After years of litigation, Barrister Joshua Creamer, a Griffith University graduate, is celebrating the final payments to beneficiaries of the Palm Island class action lawsuit, in which he acted as Junior Counsel.
Hundreds of residents of Palm Island will receive compensation payments this week under the terms of a $30 million settlement from the State Government, the result of the Federal Court finding that the conduct of police officers during riots in 2004, breached the Racial Discrimination Act.
Research shows that only around six per cent of class actions reach such a successful post-trial outcome and Joshua said he was proud to have been part of such an historic case for Queensland.
“What really inspired me or motivated me was just the resilience that people in that community have,” Joshua said.
“When you understand the history of Palm Island, they’ve had the most brutal types of behaviours inflicted on them and huge amounts of vicarious trauma, trauma that’s been passed down generations, inter-generational trauma.

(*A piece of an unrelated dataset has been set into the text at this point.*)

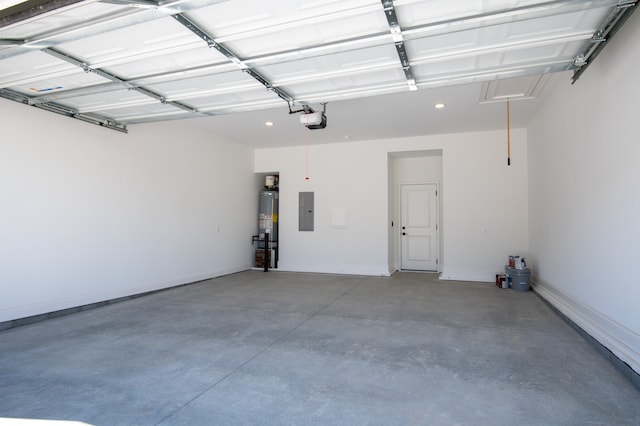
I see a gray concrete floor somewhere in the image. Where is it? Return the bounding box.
[0,271,640,425]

“You see people there, some are just surviving, right? Trying to do the best they can for their families or children, grandchildren.
“And like everybody, I saw a lot of myself in the people there, they just want what everybody has, the same that we enjoy here in the city and anywhere in Queensland, in Australia.”
The barrister, who was recognised as the 2013 Arts Education and Law Young Alumnus of the Year and winner of the 2017 National Indigenous Legal Professional of the Year award, said the settlement had extra significance because of his family ties to the area.
“It’ll just always have a special place in my heart,” Joshua said.
“Being from Mount Isa, I’m related to people from Palm Island, they were removed there, so we’ve got family connections, more broader Kalkadoon native title group connections.
“I spent a good three or four years there and just travelling up, spending time, staying in the motel there, meeting people, and you just develop such a strong relationship.
“You’ve got the most financially disadvantaged people in the nation who live on a meagre amount of money waiting for these huge payments to come through.
“Hopefully some will be able to buy properties. I know a lady who’s been calling me, she really wants to send her daughter to boarding school and she’s waiting for the money so she can send her. So, the things that we take for granted, hopefully people will actually do some of that.”
Joshua said his time at Griffith University Law School was crucial in his path to becoming a barrister, and the school’s focus on social justice still informs his work.
“I guess what really interested me in law was I grew up in an environment, particularly with my mother, we had a strong sense of social justice, Indigenous rights, those types of issues,” he said.
“I was interested in politics, all those things. Law really became a magnet for me to be able to go into an environment and be involved in all those issues.
“Griffith has got a strong reputation for a commitment to social justice, and that obviously was significant for me.”